En effet, la présence des quelque 600 locataires pendant les longs mois qu’a duré le chantier a indéniablement ajouté à la complexité de l’opération. Inspiré des façons de faire sur les chantiers en site occupé, développées par les célèbres architectes français Lacaton et Vassal, spécialisés dans la réhabilitation de cités et grands ensembles de logements, un système de rocade d’appartements a été mis en place.

Trente appartements relais accueillaient les locataires à tour de rôle durant six semaines, le temps nécessaire pour permettre les travaux dans leur propre logement, principalement l’aménagement des salles de bains pour une meilleure accessibilité des personnes à mobilité réduite, la transformation des balcons en loggias et les interventions sur les gaines techniques. Même si la norme SIA 500 concernant les «Constructions sans obstacles» n’a pas toujours pu être respectée à la lettre, des compromis ont été trouvés avec les autorités compétentes. «Ce n’est pas toujours idéal, mais c’est praticable», affirme Sébastien Schmid qui rappelle la difficulté qu’il y a à adapter les anciennes constructions aux standards actuels.

De nombreux acteurs impliqués

L’organisation des transferts temporaires d’appartements était d’autant plus délicate qu’il y a beaucoup de locataires âgés, parfois fragilisés et en perte d’autonomie. Deux médiateurs ont donc été intégrés dans le dispositif d’accompagnement avec pour mission de répondre aux questions des locataires, de les informer, de les consulter, de les rassurer, de démêler les situations compliquées et les éventuelles impasses de calendrier.

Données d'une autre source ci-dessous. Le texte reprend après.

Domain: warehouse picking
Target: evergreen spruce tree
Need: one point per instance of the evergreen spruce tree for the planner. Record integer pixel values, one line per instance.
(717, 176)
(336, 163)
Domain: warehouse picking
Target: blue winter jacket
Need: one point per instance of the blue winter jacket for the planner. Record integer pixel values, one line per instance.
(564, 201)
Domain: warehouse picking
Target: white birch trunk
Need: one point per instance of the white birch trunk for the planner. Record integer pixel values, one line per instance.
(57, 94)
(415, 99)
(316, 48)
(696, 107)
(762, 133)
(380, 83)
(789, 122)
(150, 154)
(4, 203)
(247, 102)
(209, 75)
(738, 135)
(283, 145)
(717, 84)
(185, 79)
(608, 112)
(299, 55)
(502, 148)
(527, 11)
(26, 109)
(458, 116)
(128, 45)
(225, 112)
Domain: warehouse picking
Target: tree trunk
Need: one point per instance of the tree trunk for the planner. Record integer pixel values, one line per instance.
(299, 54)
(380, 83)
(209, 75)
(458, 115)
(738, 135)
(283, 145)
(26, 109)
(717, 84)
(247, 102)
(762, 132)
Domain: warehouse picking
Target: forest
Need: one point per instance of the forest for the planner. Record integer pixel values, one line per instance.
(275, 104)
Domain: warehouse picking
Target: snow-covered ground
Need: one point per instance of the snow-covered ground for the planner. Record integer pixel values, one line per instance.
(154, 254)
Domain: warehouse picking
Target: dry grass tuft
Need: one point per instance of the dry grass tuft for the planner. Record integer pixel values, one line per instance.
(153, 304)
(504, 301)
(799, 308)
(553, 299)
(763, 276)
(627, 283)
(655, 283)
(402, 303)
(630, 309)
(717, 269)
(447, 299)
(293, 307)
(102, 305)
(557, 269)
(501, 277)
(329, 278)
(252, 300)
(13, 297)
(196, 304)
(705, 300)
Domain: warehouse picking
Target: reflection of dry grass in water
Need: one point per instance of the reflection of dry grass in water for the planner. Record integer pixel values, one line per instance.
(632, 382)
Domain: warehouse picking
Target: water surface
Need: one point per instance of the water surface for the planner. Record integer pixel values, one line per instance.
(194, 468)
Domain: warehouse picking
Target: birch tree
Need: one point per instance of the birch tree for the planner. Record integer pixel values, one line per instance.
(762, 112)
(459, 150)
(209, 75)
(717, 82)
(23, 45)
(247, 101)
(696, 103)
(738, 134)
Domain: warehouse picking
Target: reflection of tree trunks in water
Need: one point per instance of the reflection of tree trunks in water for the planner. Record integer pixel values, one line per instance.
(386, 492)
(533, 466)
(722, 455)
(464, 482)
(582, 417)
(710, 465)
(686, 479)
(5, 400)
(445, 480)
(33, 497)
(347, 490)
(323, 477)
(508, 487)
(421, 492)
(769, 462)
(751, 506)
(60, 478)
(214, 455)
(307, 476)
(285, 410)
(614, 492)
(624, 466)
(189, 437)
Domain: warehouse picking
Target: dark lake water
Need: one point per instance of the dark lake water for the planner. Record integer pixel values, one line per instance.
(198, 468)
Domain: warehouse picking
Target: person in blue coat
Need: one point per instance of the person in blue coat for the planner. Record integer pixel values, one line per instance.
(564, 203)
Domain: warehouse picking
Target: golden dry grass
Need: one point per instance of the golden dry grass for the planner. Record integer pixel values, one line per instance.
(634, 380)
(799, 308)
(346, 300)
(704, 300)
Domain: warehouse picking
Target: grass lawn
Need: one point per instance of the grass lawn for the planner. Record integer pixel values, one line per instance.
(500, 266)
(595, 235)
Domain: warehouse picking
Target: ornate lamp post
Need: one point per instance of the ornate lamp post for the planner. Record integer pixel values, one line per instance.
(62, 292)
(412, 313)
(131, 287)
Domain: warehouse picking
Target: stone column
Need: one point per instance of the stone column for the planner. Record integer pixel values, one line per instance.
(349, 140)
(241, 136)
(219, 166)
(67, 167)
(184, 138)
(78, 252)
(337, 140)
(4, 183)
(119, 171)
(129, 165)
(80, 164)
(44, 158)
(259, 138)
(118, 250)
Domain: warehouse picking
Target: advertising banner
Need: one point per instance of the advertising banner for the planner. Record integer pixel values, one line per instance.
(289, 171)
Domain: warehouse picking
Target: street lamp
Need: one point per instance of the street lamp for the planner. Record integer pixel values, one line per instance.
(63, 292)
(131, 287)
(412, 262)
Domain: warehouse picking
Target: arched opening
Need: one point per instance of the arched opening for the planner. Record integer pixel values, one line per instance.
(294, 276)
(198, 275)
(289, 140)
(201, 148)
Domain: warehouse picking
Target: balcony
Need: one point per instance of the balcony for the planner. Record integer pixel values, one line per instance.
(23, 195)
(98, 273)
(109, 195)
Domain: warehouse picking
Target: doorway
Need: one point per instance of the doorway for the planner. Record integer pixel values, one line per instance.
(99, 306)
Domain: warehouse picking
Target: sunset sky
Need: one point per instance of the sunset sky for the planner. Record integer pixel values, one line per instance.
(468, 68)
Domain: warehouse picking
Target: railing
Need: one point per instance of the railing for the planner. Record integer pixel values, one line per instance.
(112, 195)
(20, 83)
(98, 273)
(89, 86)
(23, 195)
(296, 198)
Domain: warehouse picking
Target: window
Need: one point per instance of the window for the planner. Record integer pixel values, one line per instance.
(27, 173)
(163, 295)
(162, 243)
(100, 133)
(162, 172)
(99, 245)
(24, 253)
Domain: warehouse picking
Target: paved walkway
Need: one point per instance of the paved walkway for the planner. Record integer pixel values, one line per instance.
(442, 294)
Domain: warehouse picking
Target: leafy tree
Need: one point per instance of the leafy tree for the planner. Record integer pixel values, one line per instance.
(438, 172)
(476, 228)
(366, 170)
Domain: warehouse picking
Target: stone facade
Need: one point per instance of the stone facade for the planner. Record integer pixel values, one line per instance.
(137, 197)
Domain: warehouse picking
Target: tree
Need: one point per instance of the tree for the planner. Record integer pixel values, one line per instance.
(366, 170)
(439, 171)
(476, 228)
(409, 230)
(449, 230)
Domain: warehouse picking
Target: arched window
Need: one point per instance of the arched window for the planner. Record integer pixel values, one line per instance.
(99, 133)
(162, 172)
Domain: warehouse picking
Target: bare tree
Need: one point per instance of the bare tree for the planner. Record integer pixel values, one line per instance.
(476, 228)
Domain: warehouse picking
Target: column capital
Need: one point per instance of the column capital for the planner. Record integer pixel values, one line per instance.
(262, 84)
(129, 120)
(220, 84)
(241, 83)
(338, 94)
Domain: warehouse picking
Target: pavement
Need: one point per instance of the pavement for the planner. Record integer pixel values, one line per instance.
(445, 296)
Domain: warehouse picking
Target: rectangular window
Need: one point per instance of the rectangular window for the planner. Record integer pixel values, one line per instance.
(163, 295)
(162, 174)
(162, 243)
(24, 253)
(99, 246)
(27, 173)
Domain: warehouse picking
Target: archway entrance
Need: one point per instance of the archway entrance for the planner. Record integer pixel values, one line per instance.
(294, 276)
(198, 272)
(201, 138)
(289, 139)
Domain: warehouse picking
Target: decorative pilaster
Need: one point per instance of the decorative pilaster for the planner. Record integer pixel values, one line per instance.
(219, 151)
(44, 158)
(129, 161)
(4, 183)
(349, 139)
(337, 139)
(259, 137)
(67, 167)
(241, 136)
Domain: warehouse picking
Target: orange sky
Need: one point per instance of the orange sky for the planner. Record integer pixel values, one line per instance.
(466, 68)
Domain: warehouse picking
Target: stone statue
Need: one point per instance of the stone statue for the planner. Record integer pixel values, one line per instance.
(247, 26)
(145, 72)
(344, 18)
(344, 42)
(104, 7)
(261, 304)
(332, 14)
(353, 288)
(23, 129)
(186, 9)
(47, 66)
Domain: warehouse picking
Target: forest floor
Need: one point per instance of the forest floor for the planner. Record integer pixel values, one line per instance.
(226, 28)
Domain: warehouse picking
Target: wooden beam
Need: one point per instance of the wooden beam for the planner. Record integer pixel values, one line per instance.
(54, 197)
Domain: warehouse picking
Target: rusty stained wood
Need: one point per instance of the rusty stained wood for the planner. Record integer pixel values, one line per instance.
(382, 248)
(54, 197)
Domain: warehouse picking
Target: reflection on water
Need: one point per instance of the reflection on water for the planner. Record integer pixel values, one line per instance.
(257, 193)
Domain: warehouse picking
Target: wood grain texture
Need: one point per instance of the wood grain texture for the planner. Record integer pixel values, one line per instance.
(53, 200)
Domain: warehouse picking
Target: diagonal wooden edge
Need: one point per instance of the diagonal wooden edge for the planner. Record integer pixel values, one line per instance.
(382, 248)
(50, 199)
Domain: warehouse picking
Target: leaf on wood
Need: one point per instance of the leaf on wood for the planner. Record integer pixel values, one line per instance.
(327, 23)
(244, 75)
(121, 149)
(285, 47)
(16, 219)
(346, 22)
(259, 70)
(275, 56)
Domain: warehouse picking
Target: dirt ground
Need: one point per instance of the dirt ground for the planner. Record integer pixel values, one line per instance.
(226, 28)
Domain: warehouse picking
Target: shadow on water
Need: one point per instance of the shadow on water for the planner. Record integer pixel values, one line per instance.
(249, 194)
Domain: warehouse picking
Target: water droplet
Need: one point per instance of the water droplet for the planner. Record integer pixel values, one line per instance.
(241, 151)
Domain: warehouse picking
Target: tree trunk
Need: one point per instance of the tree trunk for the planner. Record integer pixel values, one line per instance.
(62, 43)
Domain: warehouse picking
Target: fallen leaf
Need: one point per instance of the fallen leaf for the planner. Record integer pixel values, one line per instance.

D’autres personnes ont aussi largement contribué au succès de ce projet d’assainissement: le gérant immobilier, les quatre infirmières du centre médical, les trois concierges, l’association des habitant·es des Minoteries, ainsi que quatre civilistes et une association d’aide aux personnes en situation de fragilité qui ont aidé les locataires à transbahuter leurs affaires. 

Entre les vibrations des marteaux-piqueurs, le bruit des perceuses, la poussière et le brouhaha continu, le bal incessant des ouvriers sur l’échafaudage devant les fenêtres ou leur passage régulier dans les appartements, les locataires ont vécu des moments de découragement, d’énervement et d’impatience.

Aujourd’hui, ils évoquent les points positifs de la rénovation: une meilleure insonorisation, une solidarité retrouvée, moins d’incivilités et de nuisances, des cheminements extérieurs plus sûrs ainsi qu’un accès facilité aux salles de bain et cuisines, notamment pour les fauteuils roulants. Et des charges de chauffage moins élevées. Mais le succès à long terme de la transition énergétique des Minoteries dépendra aussi largement des locataires, de leur comportement et habitudes de consommation individuelle. Des séances d’information ont d’ailleurs été organisées afin de leur en présenter les enjeux et les sensibiliser.

Forte de cette expérience, la Ville de Genève va poursuivre l’assainissement de son parc immobilier qui totalise 800 bâtiments.